One evening on the stage
of the NUR social club in Dean Road Joe was presented with a cheque for the
union’s Orphan Fund by the Liverpool players Ian St John and Ron Yeats. It was
the first time I had been around celebrities, and I liked the way they seemed
to drive other people crazy for their attention. Drinkers tore up cigarette
packets that they pleaded with these big, noble, polite men to autograph. So I
got myself cast in the school play Our nervy English teacher Mr Johnson was
directing a production of Nikolai Gogol’s satire of corruption set in late
nineteenth-century tsarist Russia,
The Government Inspector.
There may
have been something a little pointed in my being given the one-line part of ‘A
Jewish Merchant’, but I didn’t care — it was showbusiness, baby!

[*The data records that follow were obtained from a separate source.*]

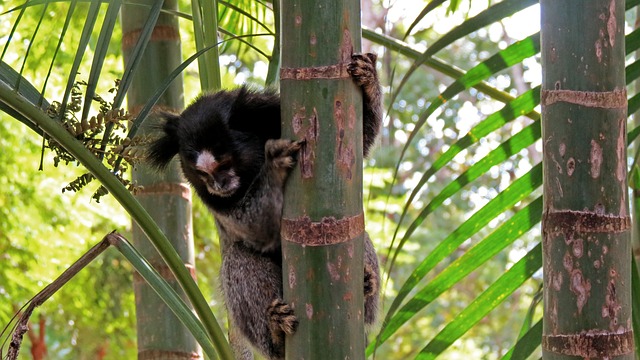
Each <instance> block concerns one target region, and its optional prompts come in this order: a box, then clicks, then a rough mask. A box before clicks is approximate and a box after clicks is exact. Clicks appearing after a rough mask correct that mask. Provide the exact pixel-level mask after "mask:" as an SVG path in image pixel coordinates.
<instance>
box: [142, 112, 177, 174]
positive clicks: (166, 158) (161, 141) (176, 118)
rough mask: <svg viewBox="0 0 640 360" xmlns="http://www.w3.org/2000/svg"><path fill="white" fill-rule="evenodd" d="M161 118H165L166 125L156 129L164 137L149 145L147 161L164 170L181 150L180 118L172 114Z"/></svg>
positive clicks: (157, 167) (160, 137)
mask: <svg viewBox="0 0 640 360" xmlns="http://www.w3.org/2000/svg"><path fill="white" fill-rule="evenodd" d="M160 116H161V117H163V118H164V123H161V124H158V125H157V126H156V127H157V128H158V130H160V131H159V132H161V133H162V135H160V137H158V138H156V139H155V140H153V141H152V142H151V144H150V145H149V148H148V152H147V161H148V163H149V164H151V165H152V166H154V167H156V168H158V169H161V170H162V169H164V168H165V167H166V166H167V165H168V164H169V162H170V161H171V159H173V157H174V156H176V155H177V154H178V151H179V150H180V143H179V141H178V121H180V116H179V115H174V114H170V113H162V114H160Z"/></svg>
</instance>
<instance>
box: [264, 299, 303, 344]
mask: <svg viewBox="0 0 640 360" xmlns="http://www.w3.org/2000/svg"><path fill="white" fill-rule="evenodd" d="M267 315H268V316H269V327H270V328H271V336H272V337H273V340H274V343H279V342H281V341H284V337H283V333H284V334H293V333H294V332H295V331H296V328H297V327H298V319H297V318H296V315H295V314H294V313H293V309H292V308H291V306H289V304H287V303H285V302H284V301H283V300H281V299H275V300H273V302H272V303H271V305H270V306H269V308H268V309H267Z"/></svg>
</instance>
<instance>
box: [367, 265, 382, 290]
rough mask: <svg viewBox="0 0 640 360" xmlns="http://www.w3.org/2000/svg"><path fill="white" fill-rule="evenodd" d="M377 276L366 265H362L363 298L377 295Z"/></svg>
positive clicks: (369, 268)
mask: <svg viewBox="0 0 640 360" xmlns="http://www.w3.org/2000/svg"><path fill="white" fill-rule="evenodd" d="M378 286H379V284H378V276H377V274H376V272H375V271H374V270H373V269H372V268H371V266H369V265H368V264H365V265H364V297H365V298H366V297H369V296H375V294H377V293H378Z"/></svg>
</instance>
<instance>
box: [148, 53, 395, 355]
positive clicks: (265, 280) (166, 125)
mask: <svg viewBox="0 0 640 360" xmlns="http://www.w3.org/2000/svg"><path fill="white" fill-rule="evenodd" d="M375 65H376V55H374V54H364V55H354V56H353V57H352V61H351V63H350V64H349V65H348V71H349V73H350V74H351V77H352V78H353V80H354V81H355V83H356V84H357V85H359V86H360V87H361V88H362V90H363V106H364V107H363V115H364V116H363V117H364V124H363V139H364V140H363V142H364V155H365V156H366V155H367V154H368V153H369V150H370V149H371V146H372V145H373V143H374V142H375V138H376V136H377V134H378V132H379V128H380V125H381V119H382V113H381V90H380V85H379V82H378V76H377V72H376V67H375ZM164 117H165V122H164V124H163V126H162V130H163V134H162V136H161V137H160V138H158V139H157V140H155V141H154V142H153V143H152V144H151V146H150V148H149V156H148V158H149V160H150V163H151V164H152V165H154V166H155V167H157V168H159V169H163V168H164V167H166V166H167V164H168V163H169V161H170V160H171V159H172V158H173V157H174V156H175V155H178V156H179V158H180V163H181V166H182V171H183V172H184V175H185V177H186V178H187V180H188V181H189V182H190V183H191V185H192V186H193V187H194V188H195V190H196V193H197V194H198V196H199V197H200V198H201V199H202V201H203V202H204V203H205V204H206V205H207V206H208V208H209V209H210V210H211V212H212V213H213V216H214V218H215V222H216V225H217V227H218V232H219V235H220V242H221V244H222V269H221V282H222V290H223V293H224V297H225V303H226V306H227V310H228V312H229V316H230V318H231V323H232V325H233V326H236V327H237V328H238V329H239V330H240V332H241V333H242V335H243V336H244V337H246V339H247V340H248V341H249V342H250V343H251V344H252V345H253V346H254V347H255V348H256V349H257V350H259V351H260V352H261V353H262V354H264V355H265V356H266V357H268V358H269V359H282V358H283V357H284V338H285V334H291V333H293V332H294V331H295V329H296V326H297V324H298V321H297V319H296V316H295V315H294V313H293V309H292V308H291V307H290V306H289V305H288V304H287V303H285V302H284V301H283V300H282V254H281V248H280V218H281V216H282V202H283V190H284V189H283V187H284V182H285V180H286V178H287V175H288V174H289V171H290V170H291V168H292V167H293V166H294V165H295V163H296V157H297V153H298V151H299V150H300V148H301V146H302V145H303V141H291V140H287V139H280V97H279V95H278V94H277V93H275V92H273V91H270V90H264V91H255V90H251V89H249V88H247V87H246V86H243V87H241V88H239V89H236V90H233V91H220V92H217V93H214V94H209V95H203V96H200V97H199V98H197V99H196V100H195V101H194V102H193V103H192V104H191V105H189V107H187V108H186V109H185V110H184V111H183V112H182V114H180V115H171V114H165V115H164ZM364 295H365V307H364V309H365V323H366V324H369V325H370V324H372V323H374V322H375V318H376V315H377V311H378V310H377V308H378V297H379V267H378V259H377V256H376V253H375V250H374V248H373V245H372V244H371V240H370V239H369V236H368V235H365V273H364Z"/></svg>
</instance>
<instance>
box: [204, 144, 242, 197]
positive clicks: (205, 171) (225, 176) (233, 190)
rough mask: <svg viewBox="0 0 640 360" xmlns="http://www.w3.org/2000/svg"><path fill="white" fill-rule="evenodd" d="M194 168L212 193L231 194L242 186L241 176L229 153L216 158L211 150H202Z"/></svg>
mask: <svg viewBox="0 0 640 360" xmlns="http://www.w3.org/2000/svg"><path fill="white" fill-rule="evenodd" d="M194 170H195V174H196V176H198V178H199V179H200V181H202V183H203V184H204V185H205V186H206V188H207V191H208V192H209V193H210V194H211V195H216V196H221V197H227V196H231V195H233V194H234V193H235V192H236V191H237V190H238V188H239V187H240V184H241V182H240V176H239V175H238V174H237V172H236V169H235V168H234V166H233V158H232V157H231V156H229V155H227V156H222V157H221V158H216V156H215V155H213V154H212V153H211V152H210V151H209V150H202V151H201V152H199V153H198V154H197V156H196V160H195V164H194Z"/></svg>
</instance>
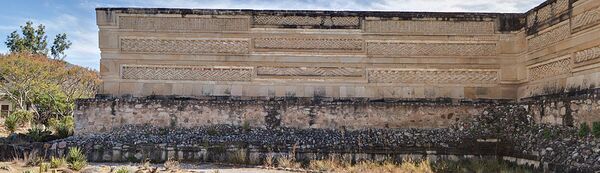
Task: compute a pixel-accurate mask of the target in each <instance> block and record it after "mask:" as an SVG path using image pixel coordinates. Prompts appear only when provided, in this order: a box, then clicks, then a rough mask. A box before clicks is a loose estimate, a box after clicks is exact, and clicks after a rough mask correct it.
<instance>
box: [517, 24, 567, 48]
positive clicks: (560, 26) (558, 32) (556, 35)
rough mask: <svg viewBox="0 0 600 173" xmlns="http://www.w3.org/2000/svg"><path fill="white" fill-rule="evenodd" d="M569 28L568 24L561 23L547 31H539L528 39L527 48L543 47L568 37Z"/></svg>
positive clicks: (535, 47)
mask: <svg viewBox="0 0 600 173" xmlns="http://www.w3.org/2000/svg"><path fill="white" fill-rule="evenodd" d="M570 34H571V29H570V27H569V25H568V24H563V25H561V26H558V27H556V28H554V29H551V30H549V31H547V32H544V33H541V34H539V35H536V36H534V37H531V38H530V39H528V40H527V41H528V45H529V50H530V51H533V50H537V49H541V48H545V47H547V46H548V45H551V44H554V43H557V42H559V41H561V40H564V39H566V38H569V36H570Z"/></svg>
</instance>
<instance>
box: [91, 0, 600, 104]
mask: <svg viewBox="0 0 600 173" xmlns="http://www.w3.org/2000/svg"><path fill="white" fill-rule="evenodd" d="M599 9H600V2H599V1H598V0H548V1H546V2H544V3H542V4H541V5H539V6H538V7H536V8H534V9H532V10H530V11H528V12H526V13H523V14H500V13H417V12H364V11H300V10H298V11H294V10H291V11H277V10H212V9H211V10H208V9H147V8H98V9H96V14H97V24H98V27H99V29H100V32H99V36H100V50H101V52H102V54H101V56H102V59H101V64H100V71H101V75H102V79H103V81H104V84H103V87H102V89H101V90H100V93H102V94H111V95H114V96H121V95H133V96H136V97H142V96H149V95H181V96H244V97H264V96H267V97H314V96H322V97H334V98H337V97H343V98H352V97H363V98H455V99H518V98H527V97H534V96H539V95H546V94H554V93H559V92H564V91H566V90H569V89H573V88H579V89H584V88H595V87H596V86H600V85H598V82H599V81H600V80H598V79H599V78H600V77H599V76H598V75H599V74H600V73H598V72H599V71H600V69H599V68H598V67H600V66H598V61H597V60H599V58H598V57H599V56H598V54H599V53H598V50H600V48H598V46H600V43H599V40H600V28H599V27H600V25H598V23H599V21H600V17H598V11H599Z"/></svg>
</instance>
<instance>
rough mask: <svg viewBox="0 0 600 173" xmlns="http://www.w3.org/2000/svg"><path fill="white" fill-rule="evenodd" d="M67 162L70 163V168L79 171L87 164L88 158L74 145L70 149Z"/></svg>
mask: <svg viewBox="0 0 600 173" xmlns="http://www.w3.org/2000/svg"><path fill="white" fill-rule="evenodd" d="M67 162H68V163H69V168H71V169H73V170H76V171H79V170H81V169H83V168H84V167H85V166H87V158H86V156H85V154H84V153H83V152H82V151H81V149H79V148H78V147H72V148H70V149H69V154H68V155H67Z"/></svg>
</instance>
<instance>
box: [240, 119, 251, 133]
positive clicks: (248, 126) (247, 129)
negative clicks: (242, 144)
mask: <svg viewBox="0 0 600 173" xmlns="http://www.w3.org/2000/svg"><path fill="white" fill-rule="evenodd" d="M250 128H251V127H250V123H248V121H244V123H243V124H242V131H243V132H244V133H246V132H250V130H251V129H250Z"/></svg>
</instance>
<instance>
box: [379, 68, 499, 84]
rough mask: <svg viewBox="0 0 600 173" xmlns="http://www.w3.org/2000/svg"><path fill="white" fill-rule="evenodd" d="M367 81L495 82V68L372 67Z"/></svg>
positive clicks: (487, 83)
mask: <svg viewBox="0 0 600 173" xmlns="http://www.w3.org/2000/svg"><path fill="white" fill-rule="evenodd" d="M369 82H373V83H417V84H423V83H424V84H495V83H497V82H498V71H497V70H479V69H372V70H369Z"/></svg>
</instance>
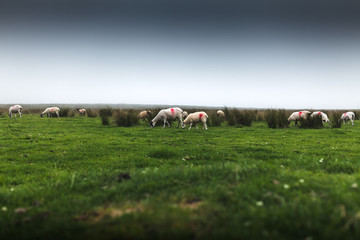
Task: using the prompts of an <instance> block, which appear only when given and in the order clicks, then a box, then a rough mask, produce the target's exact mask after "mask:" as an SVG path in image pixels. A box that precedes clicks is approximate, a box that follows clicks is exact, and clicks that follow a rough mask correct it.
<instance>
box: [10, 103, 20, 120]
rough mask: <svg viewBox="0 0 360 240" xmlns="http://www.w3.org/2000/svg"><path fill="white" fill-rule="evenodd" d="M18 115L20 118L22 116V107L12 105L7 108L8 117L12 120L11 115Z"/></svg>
mask: <svg viewBox="0 0 360 240" xmlns="http://www.w3.org/2000/svg"><path fill="white" fill-rule="evenodd" d="M16 113H19V115H20V117H21V116H22V106H20V105H14V106H11V107H10V108H9V117H10V118H12V114H15V117H16Z"/></svg>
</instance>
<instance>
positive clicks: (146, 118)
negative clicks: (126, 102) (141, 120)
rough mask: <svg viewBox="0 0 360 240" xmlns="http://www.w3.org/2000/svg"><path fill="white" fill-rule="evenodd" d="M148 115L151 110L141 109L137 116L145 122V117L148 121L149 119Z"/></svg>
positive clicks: (150, 113)
mask: <svg viewBox="0 0 360 240" xmlns="http://www.w3.org/2000/svg"><path fill="white" fill-rule="evenodd" d="M150 117H151V111H150V110H148V111H142V112H140V113H139V115H138V118H140V119H142V120H143V121H144V122H145V119H148V121H150Z"/></svg>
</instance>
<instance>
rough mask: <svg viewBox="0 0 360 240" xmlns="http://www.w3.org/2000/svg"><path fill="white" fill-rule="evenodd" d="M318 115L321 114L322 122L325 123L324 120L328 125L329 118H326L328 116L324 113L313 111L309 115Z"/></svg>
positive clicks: (312, 115)
mask: <svg viewBox="0 0 360 240" xmlns="http://www.w3.org/2000/svg"><path fill="white" fill-rule="evenodd" d="M318 115H321V119H322V122H323V123H325V122H328V123H329V126H330V120H329V118H328V116H327V115H326V113H323V112H320V111H318V112H313V113H312V114H311V115H310V117H315V116H318Z"/></svg>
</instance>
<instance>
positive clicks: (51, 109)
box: [40, 107, 60, 117]
mask: <svg viewBox="0 0 360 240" xmlns="http://www.w3.org/2000/svg"><path fill="white" fill-rule="evenodd" d="M59 112H60V108H58V107H49V108H47V109H45V111H44V112H42V113H41V114H40V116H41V117H43V115H45V114H46V115H47V116H48V117H52V114H54V113H55V114H56V115H57V117H60V115H59Z"/></svg>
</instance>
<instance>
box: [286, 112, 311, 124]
mask: <svg viewBox="0 0 360 240" xmlns="http://www.w3.org/2000/svg"><path fill="white" fill-rule="evenodd" d="M309 113H310V112H309V111H306V110H304V111H301V112H293V113H292V114H291V115H290V117H289V118H288V125H289V124H290V123H291V122H292V121H295V126H296V125H297V122H298V121H300V120H301V119H306V118H307V115H308V114H309Z"/></svg>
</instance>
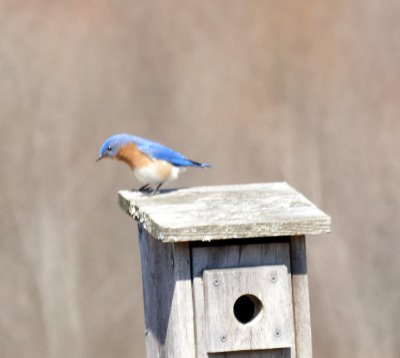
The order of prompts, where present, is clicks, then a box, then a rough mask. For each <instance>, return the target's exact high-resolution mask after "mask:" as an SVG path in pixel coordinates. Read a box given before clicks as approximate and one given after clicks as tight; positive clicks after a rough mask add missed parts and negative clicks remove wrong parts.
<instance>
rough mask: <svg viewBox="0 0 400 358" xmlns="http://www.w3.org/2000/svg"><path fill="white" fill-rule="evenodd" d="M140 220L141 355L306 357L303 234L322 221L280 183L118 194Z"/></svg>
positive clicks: (318, 233) (286, 186)
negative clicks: (155, 193)
mask: <svg viewBox="0 0 400 358" xmlns="http://www.w3.org/2000/svg"><path fill="white" fill-rule="evenodd" d="M119 200H120V205H121V207H122V208H123V209H124V210H125V211H126V212H127V213H128V214H129V215H131V216H132V217H133V218H134V219H136V220H137V221H138V226H139V244H140V254H141V263H142V278H143V293H144V309H145V312H144V314H145V326H146V327H145V336H146V349H147V357H148V358H153V357H168V358H169V357H171V358H172V357H174V358H179V357H182V358H190V357H196V358H206V357H210V358H222V357H229V358H230V357H234V358H244V357H250V358H252V357H254V358H260V357H275V358H276V357H285V358H286V357H288V358H289V357H291V358H293V357H297V358H305V357H307V358H308V357H311V356H312V353H311V324H310V307H309V296H308V279H307V264H306V248H305V235H313V234H322V233H327V232H329V231H330V218H329V216H327V215H326V214H324V213H323V212H322V211H320V210H319V209H318V208H317V207H316V206H315V205H313V204H312V203H311V202H310V201H308V200H307V199H306V198H305V197H304V196H303V195H301V194H300V193H298V192H297V191H296V190H294V189H293V188H292V187H290V186H289V185H288V184H286V183H269V184H249V185H232V186H215V187H199V188H189V189H178V190H170V191H163V192H162V193H160V194H158V195H154V196H149V195H145V194H142V193H139V192H130V191H121V192H120V193H119Z"/></svg>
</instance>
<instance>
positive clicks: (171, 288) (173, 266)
mask: <svg viewBox="0 0 400 358" xmlns="http://www.w3.org/2000/svg"><path fill="white" fill-rule="evenodd" d="M139 241H140V253H141V261H142V277H143V296H144V311H145V325H146V328H145V332H146V350H147V357H148V358H156V357H157V358H163V357H165V358H166V357H168V358H171V357H177V358H179V357H182V358H187V357H194V356H195V347H194V327H193V320H194V317H193V300H192V286H191V274H190V272H191V271H190V249H189V245H188V244H187V243H177V244H172V243H171V244H164V243H162V242H160V241H158V240H154V238H152V237H151V236H150V235H149V234H148V233H147V232H146V231H145V230H143V227H142V226H141V225H139Z"/></svg>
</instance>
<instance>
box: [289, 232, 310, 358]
mask: <svg viewBox="0 0 400 358" xmlns="http://www.w3.org/2000/svg"><path fill="white" fill-rule="evenodd" d="M290 256H291V263H292V290H293V312H294V326H295V332H296V354H297V358H311V357H312V341H311V320H310V299H309V294H308V276H307V260H306V241H305V237H304V236H299V237H292V238H291V239H290Z"/></svg>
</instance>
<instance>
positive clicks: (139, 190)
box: [132, 184, 153, 193]
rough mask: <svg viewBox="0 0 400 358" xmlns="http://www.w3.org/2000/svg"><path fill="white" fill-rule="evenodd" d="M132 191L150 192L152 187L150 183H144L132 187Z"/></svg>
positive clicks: (151, 190)
mask: <svg viewBox="0 0 400 358" xmlns="http://www.w3.org/2000/svg"><path fill="white" fill-rule="evenodd" d="M132 191H138V192H140V193H149V192H152V191H153V189H152V188H151V186H150V184H145V185H143V186H141V187H140V188H139V189H135V188H133V189H132Z"/></svg>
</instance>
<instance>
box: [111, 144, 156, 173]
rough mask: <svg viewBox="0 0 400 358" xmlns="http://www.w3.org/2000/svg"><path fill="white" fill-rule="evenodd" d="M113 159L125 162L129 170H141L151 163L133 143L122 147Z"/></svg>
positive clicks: (147, 156) (149, 160) (148, 157)
mask: <svg viewBox="0 0 400 358" xmlns="http://www.w3.org/2000/svg"><path fill="white" fill-rule="evenodd" d="M115 159H117V160H121V161H123V162H125V163H126V164H128V165H129V166H130V168H131V169H139V168H143V167H145V166H147V165H149V164H151V163H152V160H151V159H150V158H149V157H148V156H147V155H146V154H144V153H142V152H141V151H140V150H139V149H138V148H137V146H136V145H135V144H133V143H129V144H127V145H124V146H122V147H121V148H120V149H119V151H118V152H117V154H116V155H115Z"/></svg>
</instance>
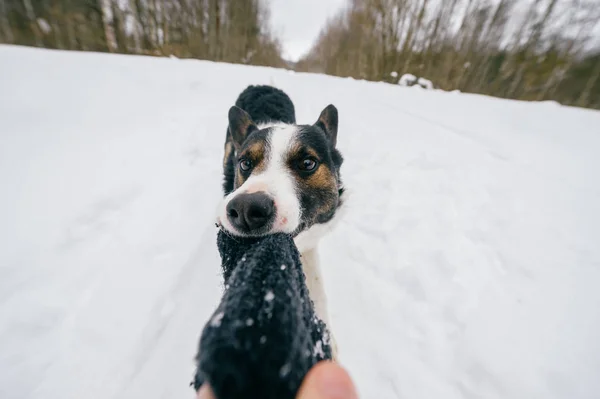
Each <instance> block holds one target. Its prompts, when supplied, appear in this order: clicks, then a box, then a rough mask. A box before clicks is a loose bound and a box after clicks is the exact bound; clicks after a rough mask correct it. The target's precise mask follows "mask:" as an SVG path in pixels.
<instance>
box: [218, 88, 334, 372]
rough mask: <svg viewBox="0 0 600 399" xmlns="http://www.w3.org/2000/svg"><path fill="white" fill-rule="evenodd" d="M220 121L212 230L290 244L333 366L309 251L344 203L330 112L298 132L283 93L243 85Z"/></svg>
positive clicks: (329, 228)
mask: <svg viewBox="0 0 600 399" xmlns="http://www.w3.org/2000/svg"><path fill="white" fill-rule="evenodd" d="M228 119H229V123H228V127H227V133H226V139H225V145H224V157H223V174H224V181H223V192H224V198H223V200H222V201H221V203H220V205H219V209H218V216H217V225H218V226H219V227H220V228H221V229H223V230H224V231H225V232H227V233H228V234H231V235H233V236H254V237H256V236H263V235H267V234H271V233H276V232H283V233H287V234H290V235H292V236H293V237H294V242H295V244H296V246H297V248H298V251H299V252H300V256H301V260H302V265H303V268H304V274H305V276H306V284H307V286H308V290H309V295H310V298H311V299H312V301H313V303H314V306H315V311H316V313H317V315H318V316H319V317H320V318H321V319H322V320H323V321H324V322H325V324H326V325H327V326H328V329H329V332H330V334H329V335H330V339H331V347H332V350H333V358H334V359H336V360H337V357H338V355H337V353H338V351H337V344H336V342H335V338H334V335H333V333H332V328H331V323H330V318H329V313H328V307H327V298H326V295H325V290H324V287H323V279H322V274H321V269H320V265H319V257H318V253H317V247H318V243H319V240H320V239H321V238H322V237H323V236H324V235H325V234H327V233H328V232H329V231H330V230H332V229H333V227H335V225H336V224H337V222H338V221H339V219H340V216H341V210H342V209H343V207H342V205H343V203H344V195H343V194H344V186H343V184H342V180H341V174H340V168H341V166H342V163H343V157H342V155H341V153H340V152H339V151H338V149H337V147H336V144H337V133H338V111H337V109H336V107H335V106H333V105H331V104H330V105H328V106H327V107H325V108H324V109H323V111H322V112H321V114H320V115H319V117H318V118H317V120H316V122H314V123H312V124H307V125H298V124H296V114H295V108H294V104H293V102H292V100H291V99H290V97H289V96H288V95H287V94H286V93H285V92H283V91H282V90H280V89H277V88H275V87H272V86H249V87H247V88H246V89H245V90H244V91H242V93H241V94H240V95H239V97H238V98H237V100H236V102H235V105H234V106H232V107H231V108H230V109H229V113H228Z"/></svg>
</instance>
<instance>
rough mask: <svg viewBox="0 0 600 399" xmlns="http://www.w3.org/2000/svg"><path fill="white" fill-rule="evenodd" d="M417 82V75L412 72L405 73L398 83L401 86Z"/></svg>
mask: <svg viewBox="0 0 600 399" xmlns="http://www.w3.org/2000/svg"><path fill="white" fill-rule="evenodd" d="M416 83H417V77H416V76H415V75H413V74H411V73H405V74H404V75H402V76H401V77H400V80H399V81H398V84H399V85H400V86H412V85H414V84H416Z"/></svg>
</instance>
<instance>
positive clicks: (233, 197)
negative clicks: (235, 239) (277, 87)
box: [218, 105, 343, 236]
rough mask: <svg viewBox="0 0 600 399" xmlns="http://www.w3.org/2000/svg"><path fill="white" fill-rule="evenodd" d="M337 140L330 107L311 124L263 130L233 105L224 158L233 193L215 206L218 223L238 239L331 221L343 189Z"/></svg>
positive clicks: (335, 209) (334, 213)
mask: <svg viewBox="0 0 600 399" xmlns="http://www.w3.org/2000/svg"><path fill="white" fill-rule="evenodd" d="M336 138H337V110H336V108H335V107H334V106H333V105H330V106H328V107H327V108H325V109H324V110H323V112H322V113H321V115H320V117H319V119H318V121H317V122H316V123H315V124H313V125H285V124H281V125H275V126H271V127H267V128H264V129H259V128H258V127H257V126H256V125H255V124H254V122H253V121H252V120H251V119H250V116H249V115H248V114H247V113H246V112H245V111H243V110H242V109H240V108H238V107H232V108H231V109H230V111H229V137H228V142H227V143H226V146H225V148H226V158H227V157H229V156H231V158H232V159H233V160H234V165H233V167H234V173H235V179H234V190H233V191H232V192H231V193H230V194H228V195H227V196H226V197H225V198H224V200H223V201H222V203H221V204H220V206H219V211H218V223H219V225H220V226H221V227H222V228H223V229H225V230H227V231H228V232H229V233H231V234H233V235H238V236H261V235H266V234H271V233H276V232H283V233H288V234H292V235H294V236H296V235H297V234H299V233H300V232H302V231H304V230H306V229H308V228H310V227H311V226H313V225H314V224H317V223H326V222H327V221H329V220H330V219H331V218H332V217H333V216H334V214H335V212H336V210H337V208H338V206H339V205H340V195H341V193H342V191H343V189H342V185H341V180H340V173H339V170H340V167H341V164H342V157H341V155H340V153H339V152H338V151H337V150H336V148H335V145H336ZM228 152H233V155H231V154H228Z"/></svg>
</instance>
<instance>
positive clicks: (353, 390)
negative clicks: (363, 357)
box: [296, 361, 358, 399]
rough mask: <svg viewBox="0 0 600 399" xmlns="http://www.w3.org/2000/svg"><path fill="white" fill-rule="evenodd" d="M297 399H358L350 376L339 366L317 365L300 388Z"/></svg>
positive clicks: (308, 372) (322, 364)
mask: <svg viewBox="0 0 600 399" xmlns="http://www.w3.org/2000/svg"><path fill="white" fill-rule="evenodd" d="M296 398H297V399H358V394H357V393H356V389H355V387H354V384H353V383H352V379H351V378H350V375H349V374H348V373H347V372H346V370H344V369H343V368H342V367H340V366H339V365H338V364H336V363H333V362H328V361H323V362H320V363H317V364H316V365H315V366H314V367H313V368H312V369H310V370H309V372H308V374H307V375H306V377H305V378H304V381H303V382H302V386H300V390H299V391H298V395H297V396H296Z"/></svg>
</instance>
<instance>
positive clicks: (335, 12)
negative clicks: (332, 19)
mask: <svg viewBox="0 0 600 399" xmlns="http://www.w3.org/2000/svg"><path fill="white" fill-rule="evenodd" d="M268 2H269V3H270V9H271V26H272V27H273V30H274V32H275V33H276V34H277V36H278V37H279V38H280V39H281V42H282V44H283V50H284V54H283V55H284V57H285V58H287V59H289V60H290V61H298V59H299V58H300V57H302V56H303V55H304V54H306V53H307V52H308V50H310V48H311V46H312V45H313V43H314V41H315V40H316V38H317V35H318V34H319V32H320V31H321V28H323V26H324V25H325V22H326V21H327V19H328V18H329V17H331V16H333V15H334V14H335V13H336V12H337V11H338V10H339V9H341V8H342V7H343V6H344V5H345V4H346V0H269V1H268Z"/></svg>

The corrupt
mayor of the town was played by Cliff Cocker and the part of Khlestakov, the
foppish civil servant with the wild imagination, by a guy called Russ Stamp from
the year above me. There was much excitement because some girls were being
imported from our sister school, Queen Mary, to play the female roles, and one
of them actually had to kiss Russ Stamp.

My one
scene involved a deputation of Jewish merchants approaching the fake government
inspector, complaining about the mayor’s behaviour and attempting to bribe the
fraudulent official with gifts handed over on a silver tray My single line was ‘Please
accept the tray with it’, a piece of nothing business with which I managed to
get a huge laugh on every one of the three nights the play ran by employing
instinctive timing, some physical comedy and a huge helping of unacceptable
racial stereotyping.

Getting
that laugh was confirmation of what I had always suspected: I knew how to make
a crowd laugh, and I would do pretty much anything to get that laugh. Though my
classmates were more analytical in the way they looked at comedy than they
would have been if they had lived in any other part of the country, they still
came at it from the direction of well-informed punters, in other words as
amateurs. When I looked at the performance of a comedian on the TV or the radio
it was as if I could see inside it, know what the comic was attempting, what
would be coming next; also I would sometimes hear or see something that got a
laugh and yet I would feel that the response was undeserved, on account of it
being obtained through some trick or because the audience were too cooperative,
too willing to laugh uncritically Not that I loved humour or anything. I didn’t
start collecting George Formby records or going to see comics in working men’s
clubs, I didn’t even particularly try and watch comedy shows when they came on
the TV It was just that I knew with absolute certainty that I was fluent in the
language of that country and I might go and live there one day.

It was
odd for me to have such a complex relationship with humour at such an early
age, since neither of my parents were at all sophisticated in that department.
Joe liked terrible puns and being jolly and everybody getting along, which I
didn’t value at all, while Molly’s concept of comedy was wholly Jewish,
straight out of the nineteenth-century shtetl; and they both liked awful,
sentimental, bloody Charlie Chaplin. In 1963 a famous tour had come to the
Empire Theatre in Lime Street, featuring Roy Orbison, the Beatles and Gerry and
the Pacemakers. We hadn’t gone to see that or even been aware of its existence,
but we had that same year been in the audience for something called the Red
Army Ensemble — the official choir of the Russian armed forces. This group of
folk dancers, musicians and singers toured the world improving the image of the
Soviet Union by having fat men in jodhpurs sing ‘The Volga Boatmen’s Song’, ‘Ave
Maria’ and ‘Kalinka’. The Empire was completely packed for the show with an
audience as excited and expectant as that which had greeted the Beatles, but a
lot older and with many more of those Russian-style astrakhan hats. There was a
lot of heavy-handed humour in the show, such as when these gimlet-eyed killers
sang as an encore a comical version of ‘Roll Out the Barrel’. This cracked my
parents and the rest of the audience up, except me. The two of them loved these
ponderous agitprop jokes that Communists told each other, whose punch-line was
usually something to do with the President of the United States being a
bastard. That and people falling over.